Brightman noted that progressive politicians have embraced the theory because it allows them to push increases in social spending without imposing taxes.
Ocasio-Cortez recently said during an interview with Business Insider that she was “absolutely” open to supporting MMT as a means to fund social programs – like Medicare-for-all and free college tuition. Ocasio-Cortez has also proposed a sweeping climate change proposal called the Green New Deal, which one group estimated could end up costing $93 trillion. Sanders – a 2020 Democratic presidential hopeful – has also indicated support for MMT.

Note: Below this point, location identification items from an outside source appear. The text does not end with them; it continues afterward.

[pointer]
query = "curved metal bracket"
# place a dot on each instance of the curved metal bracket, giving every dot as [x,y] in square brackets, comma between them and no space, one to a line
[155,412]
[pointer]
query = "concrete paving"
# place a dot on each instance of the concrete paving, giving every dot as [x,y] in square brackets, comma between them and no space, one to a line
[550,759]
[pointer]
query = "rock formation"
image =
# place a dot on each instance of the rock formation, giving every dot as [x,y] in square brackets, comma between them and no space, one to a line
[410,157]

Meanwhile, the billionaire founder of the world’s largest hedge fund Bridgewater Associates, Ray Dalio, also gave credence to MMT in a blog post last month, saying its adoption was “inevitable.” That’s because the Federal Reserve will want to ease monetary policy when interest rates are zero percent. After the next downturn, the hedge fund icon said interest rates in the U.S. will likely be pinned near zero percent, resulting in the shift toward manipulating fiscal policy.
The idea, however, has some prominent detractors. Billionaire Microsoft co-founder Bill Gates called the economic theory “some crazy talk.”
Federal Reserve Chair Jerome Powell in February said “the idea that deficits don’t matter for countries that can borrow in their own currency I think is just wrong.”
Brightman said there may be a more appropriate alternative to MMT, however, called fiscal theory of the price level (FTPL). Similar to MMT, this theory said a government printing its own money has no nominal budget constraints. It is based on the premise that what determines the price level and inflation is not just monetary policy, but a combination of monetary and fiscal policy.